In a sophisticated yet simple attack, someone exploited Wordpress sites to form an army of 2,500 blogs, all of which sent relentless requests.
Are you a WordPress blogger? Yes? Did you spend the weekend attacking a gaming site? No?
Don’t be so sure.
Incapsula, a Web services company that offers protection from distributed denial of service (DDoS) attacks, has announced that over the weekend one of its clients was the object of a sophisticated yet simple attack. The person or persons behind the assault exploited innocent WordPress sites to form an army of 2,500 blogs, all of which were sending relentless pingback requests to the target site.
A pingback is normally a good thing: It’s a way one blog says to another, “Hi, I linked to your content.” The problem comes when you have 2,500 blogs sending automated requests repeatedly and simultaneously; not many websites can withstand that kind of hammering for long. A normal DDoS attack consists of thousands of requests to load the site; this one consists of thousands of requests to link to the site, and it is just as disruptive.
Incapsula declined to name the victim of the attack but spelled out the mechanism and noted that hacking or infecting the interstitial sites (the ones doing the pinging) was not necessary in order for this to work. Even more worrying, Incapsula claims that 8.49 percent of the Alexa Top 25,000 websites are vulnerable to being exploited in this way.
Infographic from Incapsula
Although the company lists prominent WordPress.com sites such as Techcrunch.com as exploitable, I was unable to find a single WordPress.com blog on the list of sites that had been exploited; they were all independently hosted sites using software from WordPress.org. (Incapsula included the Italian version of Gizmodo and a Brazilian Hilary Duff fansite, as well as a metric snotload of personal and community blogs, many of which haven’t been updated in years.)
Clearly it is not necessary to be running WordPress 3.5 for your blog to be vulnerable. Any blog with pingback enabled can be exploited in this way, and most community-minded blogs do enable it, but WP 3.5 was simply the first version to have pingback enabled by default. Released in December of 2012, it didn’t take the Internet long to find out its weaknesses.

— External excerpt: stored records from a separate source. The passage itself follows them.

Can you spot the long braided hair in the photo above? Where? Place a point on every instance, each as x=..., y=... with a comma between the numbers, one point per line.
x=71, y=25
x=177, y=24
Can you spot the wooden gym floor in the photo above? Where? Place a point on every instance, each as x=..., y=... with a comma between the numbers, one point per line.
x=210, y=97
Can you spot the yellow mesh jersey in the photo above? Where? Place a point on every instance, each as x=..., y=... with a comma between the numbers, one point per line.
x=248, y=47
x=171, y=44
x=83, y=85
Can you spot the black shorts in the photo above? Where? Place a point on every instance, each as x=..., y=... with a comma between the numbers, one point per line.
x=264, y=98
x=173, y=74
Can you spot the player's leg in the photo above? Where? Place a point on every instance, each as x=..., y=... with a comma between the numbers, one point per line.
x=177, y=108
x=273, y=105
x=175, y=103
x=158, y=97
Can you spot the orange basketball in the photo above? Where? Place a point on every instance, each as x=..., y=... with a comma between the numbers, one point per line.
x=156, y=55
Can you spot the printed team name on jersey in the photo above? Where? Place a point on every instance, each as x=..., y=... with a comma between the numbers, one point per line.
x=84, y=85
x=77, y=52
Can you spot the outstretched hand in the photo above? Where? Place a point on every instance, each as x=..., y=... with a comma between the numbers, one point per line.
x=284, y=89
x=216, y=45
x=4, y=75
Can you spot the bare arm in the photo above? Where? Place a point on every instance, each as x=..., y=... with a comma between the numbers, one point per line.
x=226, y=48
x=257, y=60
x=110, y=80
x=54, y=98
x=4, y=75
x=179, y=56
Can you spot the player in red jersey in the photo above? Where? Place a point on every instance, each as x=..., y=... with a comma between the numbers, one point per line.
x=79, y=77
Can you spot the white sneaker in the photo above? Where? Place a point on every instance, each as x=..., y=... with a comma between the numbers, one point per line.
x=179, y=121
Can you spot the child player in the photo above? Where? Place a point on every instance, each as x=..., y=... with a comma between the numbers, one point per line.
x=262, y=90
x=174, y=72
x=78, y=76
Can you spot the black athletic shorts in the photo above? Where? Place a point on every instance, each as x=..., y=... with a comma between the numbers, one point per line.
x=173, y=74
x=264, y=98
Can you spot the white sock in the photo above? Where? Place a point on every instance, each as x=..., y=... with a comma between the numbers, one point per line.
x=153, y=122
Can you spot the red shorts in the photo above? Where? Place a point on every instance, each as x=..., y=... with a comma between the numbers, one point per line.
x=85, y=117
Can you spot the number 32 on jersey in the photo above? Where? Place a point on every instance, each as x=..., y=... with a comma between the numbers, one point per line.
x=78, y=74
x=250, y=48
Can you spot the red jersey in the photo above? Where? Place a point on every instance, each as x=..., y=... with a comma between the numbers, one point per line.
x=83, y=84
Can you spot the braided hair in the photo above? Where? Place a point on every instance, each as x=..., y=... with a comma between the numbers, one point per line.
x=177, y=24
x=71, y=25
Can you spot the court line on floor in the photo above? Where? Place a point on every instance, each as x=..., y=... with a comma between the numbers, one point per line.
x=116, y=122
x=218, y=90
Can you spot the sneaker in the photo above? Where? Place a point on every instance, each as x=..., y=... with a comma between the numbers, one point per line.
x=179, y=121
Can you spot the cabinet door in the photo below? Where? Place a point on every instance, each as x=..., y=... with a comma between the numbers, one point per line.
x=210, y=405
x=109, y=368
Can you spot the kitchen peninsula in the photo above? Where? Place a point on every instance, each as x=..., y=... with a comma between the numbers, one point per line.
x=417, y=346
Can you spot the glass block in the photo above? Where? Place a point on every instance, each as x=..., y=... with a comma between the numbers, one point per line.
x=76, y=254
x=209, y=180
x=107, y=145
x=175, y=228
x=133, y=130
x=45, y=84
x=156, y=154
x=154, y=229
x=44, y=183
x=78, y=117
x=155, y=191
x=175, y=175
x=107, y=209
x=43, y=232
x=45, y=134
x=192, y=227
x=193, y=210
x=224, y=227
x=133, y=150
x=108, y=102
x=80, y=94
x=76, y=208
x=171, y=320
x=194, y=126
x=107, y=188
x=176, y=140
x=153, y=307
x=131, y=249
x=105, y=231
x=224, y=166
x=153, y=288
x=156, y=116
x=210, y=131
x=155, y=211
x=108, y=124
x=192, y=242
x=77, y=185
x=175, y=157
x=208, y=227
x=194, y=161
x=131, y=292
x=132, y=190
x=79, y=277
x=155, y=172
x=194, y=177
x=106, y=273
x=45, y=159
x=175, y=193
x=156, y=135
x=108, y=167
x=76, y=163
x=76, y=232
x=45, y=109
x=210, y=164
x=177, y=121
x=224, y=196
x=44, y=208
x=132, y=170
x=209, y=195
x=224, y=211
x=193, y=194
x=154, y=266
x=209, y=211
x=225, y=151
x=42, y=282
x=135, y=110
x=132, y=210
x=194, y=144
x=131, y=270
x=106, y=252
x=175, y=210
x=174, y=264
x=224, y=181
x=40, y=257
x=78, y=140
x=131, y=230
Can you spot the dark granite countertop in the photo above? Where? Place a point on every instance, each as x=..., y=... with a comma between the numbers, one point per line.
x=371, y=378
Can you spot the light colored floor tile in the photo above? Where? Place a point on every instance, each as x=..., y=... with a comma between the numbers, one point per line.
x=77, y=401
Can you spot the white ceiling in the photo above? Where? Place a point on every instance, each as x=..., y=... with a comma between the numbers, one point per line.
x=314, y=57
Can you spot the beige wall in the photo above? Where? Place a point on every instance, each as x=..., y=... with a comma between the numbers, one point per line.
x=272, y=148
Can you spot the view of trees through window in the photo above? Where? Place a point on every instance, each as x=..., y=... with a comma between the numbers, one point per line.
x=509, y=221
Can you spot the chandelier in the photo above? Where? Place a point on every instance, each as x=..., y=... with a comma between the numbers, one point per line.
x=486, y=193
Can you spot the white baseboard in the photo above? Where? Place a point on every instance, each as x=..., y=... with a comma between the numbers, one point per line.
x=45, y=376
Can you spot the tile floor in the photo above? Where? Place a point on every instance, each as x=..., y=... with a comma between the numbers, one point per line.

Incapsula recommends Incapsula (of course) to protect your blog from being attacked this way. To protect your blog from being used in this way to take part in an attack it advises renaming “xmlrpc.php” in the root directory, though you can also simply disable pingbacks from the dashboard if rooting around in php isn’t your idea of fun. If you don’t bother and your blog somehow becomes a part of an attack, you’ll notice everything going a little slower, if you notice anything at all. If you pay for bandwidth, you’ll get a fat bill. Otherwise, you probably will never know that your humble WordPress blog was hypnotized into robo-pinging some other site for reasons you’ll never learn, by people you’ll never know.